I’ve installed Syncthing from Apt repositories on both Ubuntu 22.04 (Syncthing v1.18) and 24.04 (v1.27). For both cases, the default systemd unit file template /lib/systemd/system/syncthing@.service uses the line ExecStart=/usr/bin/syncthing serve --no-browser --no-restart --logflags=0.
While struggling to start Syncthing as a system service on 22.04, I found that it constantly automatically exited as soon as I started it.

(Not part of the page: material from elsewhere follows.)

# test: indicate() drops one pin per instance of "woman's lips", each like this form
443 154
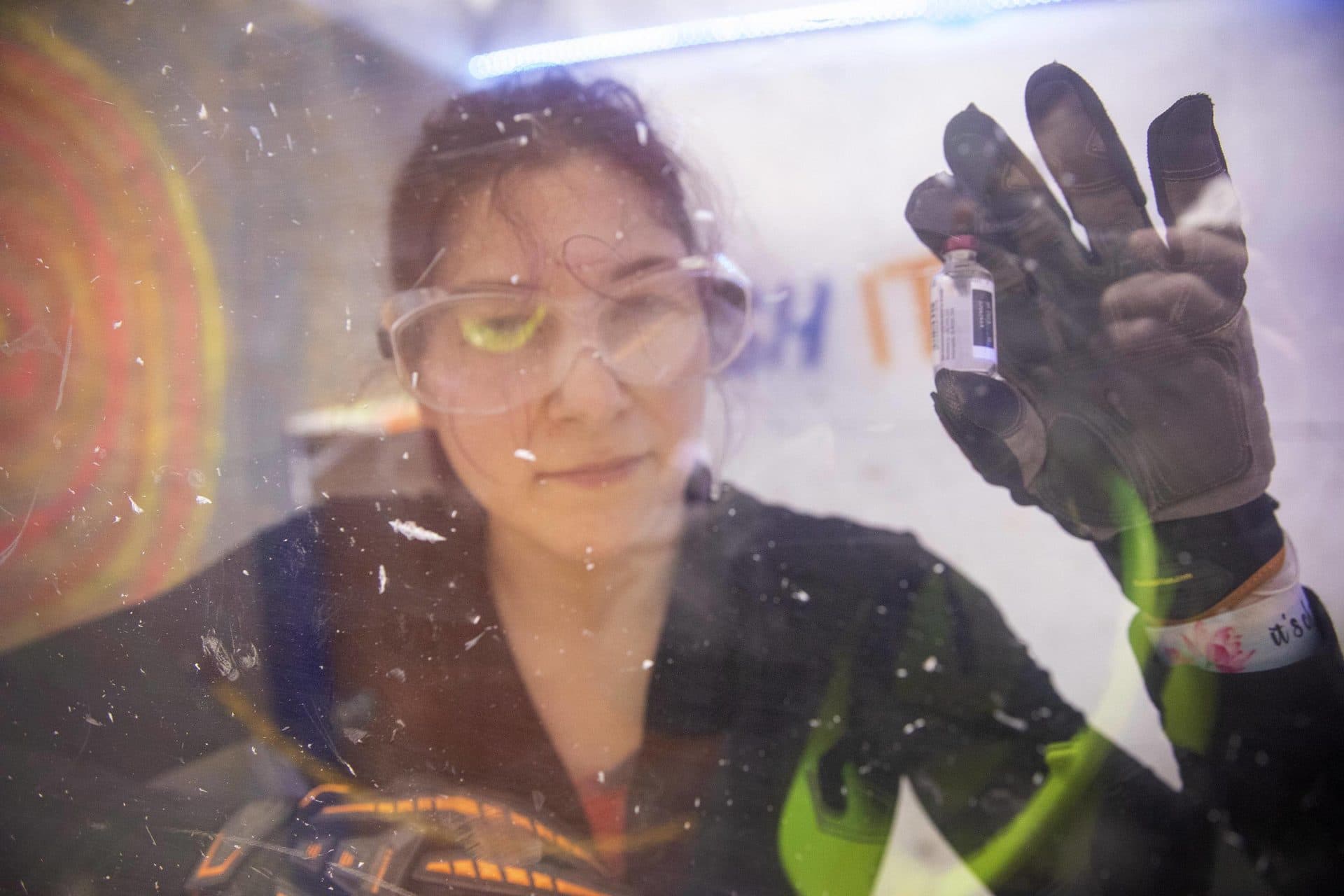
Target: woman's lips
596 475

ChatGPT suggested that the serve subcommand is to blame, that serve is no longer a standalone subcommand from at least Syncthing 1.18, and that syncthing serve causes the process to exit immediately with status 1. I don’t know whether ChatGPT is accurate here, but I did find that removing serve allowed me to start Syncthing and keep it started.
I’m suprised to see that the default service file still contains the serve subcommand in its ExecStart in the latest LTS version of Ubuntu, 24.04 (Syncthing 1.27). Is this a mistake? I haven’t been able to find much documentation, and I note that the “ Starting Syncthing Automatically — Syncthing documentation ” page (for v2.0) doesn’t have an example of an ExecStart line, which would help clear it up.
Is serve a deprecated subcommand that users should remove from the default Systemd service file in Ubuntu 22.04 and 24.04?